We can actually help most athletes achieve most goals on a long enough time horizon so there are a lot of conversations about how much time athletes can give in a specific training block, and how much time they can give over a one- or two-year window.
In the end, I always come back to my one saying, consistency is king and queen of endurance sports. Show up most of the time and do most of the work (as prescribed) and success will come. This leads me to another of my favorite maxims, “people who don’t quit are very hard to beat.”
Highlights from the S.E.T. 2024/25 season
In terms of podium accomplishments, our tiny team of 30 adults that sort of formed hodge podge mid-season had way more than our fair share of success, probably beyond anything Casey Shoemaker, my wife and S.E.T. co-founder, or I could have imagined when we started this thing.

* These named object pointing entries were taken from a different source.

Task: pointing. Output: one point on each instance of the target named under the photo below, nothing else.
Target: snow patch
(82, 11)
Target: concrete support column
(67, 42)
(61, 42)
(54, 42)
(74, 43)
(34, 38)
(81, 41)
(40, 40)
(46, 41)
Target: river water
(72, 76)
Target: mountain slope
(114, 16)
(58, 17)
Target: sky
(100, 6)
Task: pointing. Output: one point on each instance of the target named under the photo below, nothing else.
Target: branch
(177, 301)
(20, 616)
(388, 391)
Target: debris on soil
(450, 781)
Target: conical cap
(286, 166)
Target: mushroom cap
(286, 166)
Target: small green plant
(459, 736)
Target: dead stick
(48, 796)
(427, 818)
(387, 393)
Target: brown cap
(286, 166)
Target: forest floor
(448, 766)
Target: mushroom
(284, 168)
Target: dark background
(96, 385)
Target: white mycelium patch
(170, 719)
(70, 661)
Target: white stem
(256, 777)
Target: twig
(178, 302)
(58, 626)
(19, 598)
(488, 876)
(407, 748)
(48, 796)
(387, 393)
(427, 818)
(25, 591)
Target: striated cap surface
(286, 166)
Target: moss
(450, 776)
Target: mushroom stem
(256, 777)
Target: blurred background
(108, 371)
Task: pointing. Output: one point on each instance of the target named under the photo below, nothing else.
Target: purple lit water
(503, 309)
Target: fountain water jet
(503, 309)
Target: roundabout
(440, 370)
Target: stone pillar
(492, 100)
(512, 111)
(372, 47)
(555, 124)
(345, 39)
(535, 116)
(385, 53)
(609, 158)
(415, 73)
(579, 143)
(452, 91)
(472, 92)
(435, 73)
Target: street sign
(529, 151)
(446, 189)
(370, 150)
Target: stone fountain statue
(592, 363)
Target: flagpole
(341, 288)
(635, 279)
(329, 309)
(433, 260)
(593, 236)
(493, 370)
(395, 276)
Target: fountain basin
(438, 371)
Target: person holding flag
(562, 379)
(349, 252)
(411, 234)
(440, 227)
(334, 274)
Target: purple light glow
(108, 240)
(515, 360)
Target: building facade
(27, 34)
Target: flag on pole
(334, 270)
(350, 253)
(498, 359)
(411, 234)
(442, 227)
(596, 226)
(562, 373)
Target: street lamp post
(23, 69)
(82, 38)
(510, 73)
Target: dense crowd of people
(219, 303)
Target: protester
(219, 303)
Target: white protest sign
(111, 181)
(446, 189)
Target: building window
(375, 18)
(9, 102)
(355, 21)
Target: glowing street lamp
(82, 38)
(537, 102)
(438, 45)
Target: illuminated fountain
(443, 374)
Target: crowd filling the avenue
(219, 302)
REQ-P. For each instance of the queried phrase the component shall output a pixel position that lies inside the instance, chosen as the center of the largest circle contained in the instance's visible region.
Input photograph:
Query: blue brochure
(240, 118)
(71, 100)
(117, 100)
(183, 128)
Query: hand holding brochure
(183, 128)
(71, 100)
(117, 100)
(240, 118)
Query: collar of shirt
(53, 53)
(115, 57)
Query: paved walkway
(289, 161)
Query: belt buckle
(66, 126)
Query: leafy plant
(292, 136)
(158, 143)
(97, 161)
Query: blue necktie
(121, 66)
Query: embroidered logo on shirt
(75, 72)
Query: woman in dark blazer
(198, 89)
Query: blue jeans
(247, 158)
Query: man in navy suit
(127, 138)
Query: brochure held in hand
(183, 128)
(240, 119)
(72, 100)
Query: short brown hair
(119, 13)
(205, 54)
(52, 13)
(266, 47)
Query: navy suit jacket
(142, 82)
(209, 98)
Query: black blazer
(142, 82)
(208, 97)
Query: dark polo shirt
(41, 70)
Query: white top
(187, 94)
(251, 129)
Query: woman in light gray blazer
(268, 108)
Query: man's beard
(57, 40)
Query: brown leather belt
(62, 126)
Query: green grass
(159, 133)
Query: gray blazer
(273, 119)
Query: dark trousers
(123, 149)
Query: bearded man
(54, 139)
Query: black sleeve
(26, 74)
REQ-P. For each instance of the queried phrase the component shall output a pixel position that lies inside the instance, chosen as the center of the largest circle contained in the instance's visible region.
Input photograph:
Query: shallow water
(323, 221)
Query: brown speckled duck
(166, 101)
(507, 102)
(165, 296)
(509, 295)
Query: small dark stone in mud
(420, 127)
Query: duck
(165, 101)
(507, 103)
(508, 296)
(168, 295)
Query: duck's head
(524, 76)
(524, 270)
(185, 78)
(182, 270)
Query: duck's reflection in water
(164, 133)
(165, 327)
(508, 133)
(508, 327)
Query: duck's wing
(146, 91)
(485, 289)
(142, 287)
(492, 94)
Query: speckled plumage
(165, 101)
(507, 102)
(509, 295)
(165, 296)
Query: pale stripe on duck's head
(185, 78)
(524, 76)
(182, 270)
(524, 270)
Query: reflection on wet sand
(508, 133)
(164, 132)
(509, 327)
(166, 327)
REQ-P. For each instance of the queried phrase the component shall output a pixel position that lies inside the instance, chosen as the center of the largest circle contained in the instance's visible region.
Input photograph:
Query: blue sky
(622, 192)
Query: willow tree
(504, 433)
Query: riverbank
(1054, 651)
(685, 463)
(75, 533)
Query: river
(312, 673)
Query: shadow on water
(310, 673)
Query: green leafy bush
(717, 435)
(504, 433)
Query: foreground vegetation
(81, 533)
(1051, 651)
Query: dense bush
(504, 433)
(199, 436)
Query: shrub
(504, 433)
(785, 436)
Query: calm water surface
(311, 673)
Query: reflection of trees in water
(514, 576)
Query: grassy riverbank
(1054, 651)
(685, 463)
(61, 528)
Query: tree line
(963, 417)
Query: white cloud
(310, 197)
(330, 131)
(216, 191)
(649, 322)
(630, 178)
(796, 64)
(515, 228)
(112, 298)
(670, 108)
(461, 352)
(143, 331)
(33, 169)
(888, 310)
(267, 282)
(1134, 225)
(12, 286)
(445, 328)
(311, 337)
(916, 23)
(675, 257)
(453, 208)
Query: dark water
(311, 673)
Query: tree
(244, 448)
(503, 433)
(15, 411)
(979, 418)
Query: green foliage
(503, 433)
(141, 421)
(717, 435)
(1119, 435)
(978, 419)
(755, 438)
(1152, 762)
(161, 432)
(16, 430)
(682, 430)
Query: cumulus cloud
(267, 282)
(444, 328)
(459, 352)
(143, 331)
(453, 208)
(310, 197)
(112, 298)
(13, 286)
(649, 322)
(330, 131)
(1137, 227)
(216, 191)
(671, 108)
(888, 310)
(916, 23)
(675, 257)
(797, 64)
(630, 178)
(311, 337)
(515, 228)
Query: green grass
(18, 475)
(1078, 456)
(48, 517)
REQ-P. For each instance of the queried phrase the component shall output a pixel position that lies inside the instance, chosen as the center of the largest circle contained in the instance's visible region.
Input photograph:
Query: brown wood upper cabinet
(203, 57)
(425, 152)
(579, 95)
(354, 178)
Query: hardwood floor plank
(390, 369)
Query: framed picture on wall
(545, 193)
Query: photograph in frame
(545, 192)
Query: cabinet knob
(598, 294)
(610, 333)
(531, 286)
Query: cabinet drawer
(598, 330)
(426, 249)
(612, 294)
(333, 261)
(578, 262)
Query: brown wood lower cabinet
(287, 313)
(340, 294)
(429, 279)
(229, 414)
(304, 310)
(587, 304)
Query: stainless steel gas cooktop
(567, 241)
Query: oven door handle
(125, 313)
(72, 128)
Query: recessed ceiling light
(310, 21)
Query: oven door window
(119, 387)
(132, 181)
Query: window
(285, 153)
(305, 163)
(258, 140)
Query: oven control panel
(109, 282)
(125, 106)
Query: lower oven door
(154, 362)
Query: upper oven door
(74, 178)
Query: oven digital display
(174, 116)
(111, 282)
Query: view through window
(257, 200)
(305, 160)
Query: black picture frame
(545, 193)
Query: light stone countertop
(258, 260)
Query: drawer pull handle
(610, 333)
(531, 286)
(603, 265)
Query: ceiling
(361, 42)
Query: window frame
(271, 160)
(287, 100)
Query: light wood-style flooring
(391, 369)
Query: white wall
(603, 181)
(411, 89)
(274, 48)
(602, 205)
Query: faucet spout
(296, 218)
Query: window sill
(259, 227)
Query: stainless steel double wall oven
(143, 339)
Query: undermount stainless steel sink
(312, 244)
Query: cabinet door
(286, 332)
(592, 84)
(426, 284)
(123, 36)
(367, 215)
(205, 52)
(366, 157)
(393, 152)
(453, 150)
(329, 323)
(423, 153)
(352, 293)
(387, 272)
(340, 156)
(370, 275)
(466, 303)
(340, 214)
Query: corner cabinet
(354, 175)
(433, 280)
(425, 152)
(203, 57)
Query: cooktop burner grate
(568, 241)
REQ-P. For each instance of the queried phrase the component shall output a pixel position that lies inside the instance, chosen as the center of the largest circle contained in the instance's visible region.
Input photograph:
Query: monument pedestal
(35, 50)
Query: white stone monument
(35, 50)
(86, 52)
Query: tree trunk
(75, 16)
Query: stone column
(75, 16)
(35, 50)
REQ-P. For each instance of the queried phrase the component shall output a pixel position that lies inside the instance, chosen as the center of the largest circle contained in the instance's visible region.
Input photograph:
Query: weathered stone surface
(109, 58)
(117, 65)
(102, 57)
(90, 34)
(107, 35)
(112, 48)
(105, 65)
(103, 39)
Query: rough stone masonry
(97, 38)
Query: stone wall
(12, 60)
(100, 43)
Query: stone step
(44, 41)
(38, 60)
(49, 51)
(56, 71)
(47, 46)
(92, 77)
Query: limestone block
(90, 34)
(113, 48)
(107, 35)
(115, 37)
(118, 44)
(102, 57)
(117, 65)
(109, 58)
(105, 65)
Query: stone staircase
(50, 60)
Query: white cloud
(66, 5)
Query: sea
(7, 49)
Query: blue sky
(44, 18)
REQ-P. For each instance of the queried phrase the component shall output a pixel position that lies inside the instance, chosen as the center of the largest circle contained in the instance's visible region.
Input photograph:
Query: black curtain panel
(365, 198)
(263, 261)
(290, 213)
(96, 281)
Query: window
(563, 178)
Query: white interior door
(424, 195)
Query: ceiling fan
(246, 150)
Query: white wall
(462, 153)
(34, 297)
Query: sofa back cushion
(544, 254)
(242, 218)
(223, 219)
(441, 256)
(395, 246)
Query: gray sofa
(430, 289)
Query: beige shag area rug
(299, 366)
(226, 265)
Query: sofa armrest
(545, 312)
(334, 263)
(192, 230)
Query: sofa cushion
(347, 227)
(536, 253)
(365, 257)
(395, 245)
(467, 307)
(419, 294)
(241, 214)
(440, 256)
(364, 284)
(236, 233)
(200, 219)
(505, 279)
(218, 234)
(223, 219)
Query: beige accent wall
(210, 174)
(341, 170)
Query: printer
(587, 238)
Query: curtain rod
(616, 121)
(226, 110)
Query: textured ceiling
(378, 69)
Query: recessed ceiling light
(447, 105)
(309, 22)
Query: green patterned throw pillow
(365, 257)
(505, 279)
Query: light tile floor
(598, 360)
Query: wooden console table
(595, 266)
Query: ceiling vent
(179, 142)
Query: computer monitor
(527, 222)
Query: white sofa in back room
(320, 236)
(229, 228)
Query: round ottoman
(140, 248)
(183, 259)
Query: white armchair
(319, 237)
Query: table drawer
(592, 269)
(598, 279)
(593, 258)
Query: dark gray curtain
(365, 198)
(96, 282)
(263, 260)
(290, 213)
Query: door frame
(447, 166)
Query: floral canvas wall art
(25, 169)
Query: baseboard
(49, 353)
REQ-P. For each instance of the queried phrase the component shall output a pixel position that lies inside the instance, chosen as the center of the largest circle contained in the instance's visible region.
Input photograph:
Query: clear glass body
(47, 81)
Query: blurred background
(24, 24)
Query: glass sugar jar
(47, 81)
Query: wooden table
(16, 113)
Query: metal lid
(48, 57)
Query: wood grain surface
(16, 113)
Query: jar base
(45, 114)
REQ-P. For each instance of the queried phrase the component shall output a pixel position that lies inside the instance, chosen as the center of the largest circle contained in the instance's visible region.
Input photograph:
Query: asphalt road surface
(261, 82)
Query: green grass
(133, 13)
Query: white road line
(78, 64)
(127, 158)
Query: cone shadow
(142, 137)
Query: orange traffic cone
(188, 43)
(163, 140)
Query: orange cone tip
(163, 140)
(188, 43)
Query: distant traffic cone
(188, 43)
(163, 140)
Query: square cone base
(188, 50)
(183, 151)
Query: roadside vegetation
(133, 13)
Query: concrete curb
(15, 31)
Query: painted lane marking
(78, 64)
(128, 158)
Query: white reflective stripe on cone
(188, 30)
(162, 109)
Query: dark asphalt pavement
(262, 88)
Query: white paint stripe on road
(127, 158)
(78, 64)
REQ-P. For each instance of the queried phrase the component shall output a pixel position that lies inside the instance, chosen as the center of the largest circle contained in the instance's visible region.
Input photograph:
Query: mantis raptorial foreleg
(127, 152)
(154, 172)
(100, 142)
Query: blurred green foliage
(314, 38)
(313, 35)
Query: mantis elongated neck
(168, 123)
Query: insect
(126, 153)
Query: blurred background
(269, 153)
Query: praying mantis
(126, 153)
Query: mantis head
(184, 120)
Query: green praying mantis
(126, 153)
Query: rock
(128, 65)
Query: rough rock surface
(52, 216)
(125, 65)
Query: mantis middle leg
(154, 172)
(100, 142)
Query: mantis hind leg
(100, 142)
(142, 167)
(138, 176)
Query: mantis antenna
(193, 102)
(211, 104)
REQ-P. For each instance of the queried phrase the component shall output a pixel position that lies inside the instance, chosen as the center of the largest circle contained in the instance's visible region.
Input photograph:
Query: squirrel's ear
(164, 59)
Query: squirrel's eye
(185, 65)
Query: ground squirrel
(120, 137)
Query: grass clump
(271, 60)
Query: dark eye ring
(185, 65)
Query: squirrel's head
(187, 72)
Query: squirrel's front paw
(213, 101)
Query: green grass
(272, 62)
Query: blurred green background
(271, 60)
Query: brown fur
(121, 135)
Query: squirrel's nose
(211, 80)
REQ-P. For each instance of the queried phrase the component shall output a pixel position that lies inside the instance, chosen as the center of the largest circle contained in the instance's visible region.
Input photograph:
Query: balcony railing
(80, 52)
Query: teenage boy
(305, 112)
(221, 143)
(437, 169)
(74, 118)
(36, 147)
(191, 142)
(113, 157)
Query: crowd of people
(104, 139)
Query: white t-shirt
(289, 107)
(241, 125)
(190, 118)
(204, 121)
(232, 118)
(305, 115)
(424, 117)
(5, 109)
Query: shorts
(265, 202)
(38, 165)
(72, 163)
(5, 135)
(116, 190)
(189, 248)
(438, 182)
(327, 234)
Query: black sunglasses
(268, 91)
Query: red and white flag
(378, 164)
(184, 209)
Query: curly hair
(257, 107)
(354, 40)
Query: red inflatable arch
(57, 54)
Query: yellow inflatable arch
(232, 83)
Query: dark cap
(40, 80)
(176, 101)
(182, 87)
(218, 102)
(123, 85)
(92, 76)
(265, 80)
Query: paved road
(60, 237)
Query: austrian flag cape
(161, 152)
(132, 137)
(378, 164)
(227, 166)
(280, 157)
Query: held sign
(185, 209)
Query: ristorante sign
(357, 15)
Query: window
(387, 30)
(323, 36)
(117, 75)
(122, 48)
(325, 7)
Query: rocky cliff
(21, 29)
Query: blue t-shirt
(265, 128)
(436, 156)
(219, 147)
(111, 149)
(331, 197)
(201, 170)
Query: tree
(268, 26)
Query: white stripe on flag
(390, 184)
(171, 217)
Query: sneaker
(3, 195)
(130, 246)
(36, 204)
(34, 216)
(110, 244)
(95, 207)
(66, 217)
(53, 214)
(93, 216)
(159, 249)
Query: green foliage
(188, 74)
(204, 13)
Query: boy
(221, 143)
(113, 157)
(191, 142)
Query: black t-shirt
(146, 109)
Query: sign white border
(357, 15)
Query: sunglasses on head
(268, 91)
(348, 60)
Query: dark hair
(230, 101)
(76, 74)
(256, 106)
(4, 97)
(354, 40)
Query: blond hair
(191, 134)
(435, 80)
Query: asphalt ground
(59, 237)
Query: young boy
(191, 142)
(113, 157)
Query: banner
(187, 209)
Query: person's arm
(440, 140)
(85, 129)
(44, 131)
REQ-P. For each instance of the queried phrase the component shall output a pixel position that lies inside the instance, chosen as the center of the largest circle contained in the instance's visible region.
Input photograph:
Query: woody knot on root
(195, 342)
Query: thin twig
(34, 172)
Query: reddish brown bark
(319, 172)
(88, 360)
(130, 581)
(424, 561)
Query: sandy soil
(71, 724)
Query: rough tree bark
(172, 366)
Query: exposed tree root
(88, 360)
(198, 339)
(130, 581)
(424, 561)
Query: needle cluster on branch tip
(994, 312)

Our Adult team had a couple top 15-20 pro swims on the Ironman Pro tour and qualified for the Xterra Off Road Triathlon World Championship. We had the number two male athlete out of water at Eagleman 70.3 who also qualified (and raced) for the Ironman World Championship at Kona in his very first full distance race at Lake Placid. We sent two athletes to the Age Group World Championships in Australia for Team U.S.A., and numerous team members qualified for the U.S.A. Triathlon National Championship. Those accolades belong to the athletes and their coaches, and we were glad to support them all. One of the things that makes S.E.T. unique is that in addition to providing coaching services, we also allow our athletes to bring their coaches with them if they choose to train and race with our team.
On the youth side, all coaching is done in house by S.E.T. coaches, and we also had some remarkable successes for our first season with a “Travel Team.” We had two youth athletes podium at the East Coast Triathlon Festival in Richmond Virginia against the stiffest youth competition in North America. We very frequently swept the entire age group and gender awards across all ages at local races, and the ‘icing on the cake’ was our podium finish at the Youth National Championship in our very first appearance. Our biggest accomplishment was probably how valuable athletes, and their families felt like the experience was. The overwhelming number of our new team members come from word-of-mouth referrals. We’re very proud of those recommendations.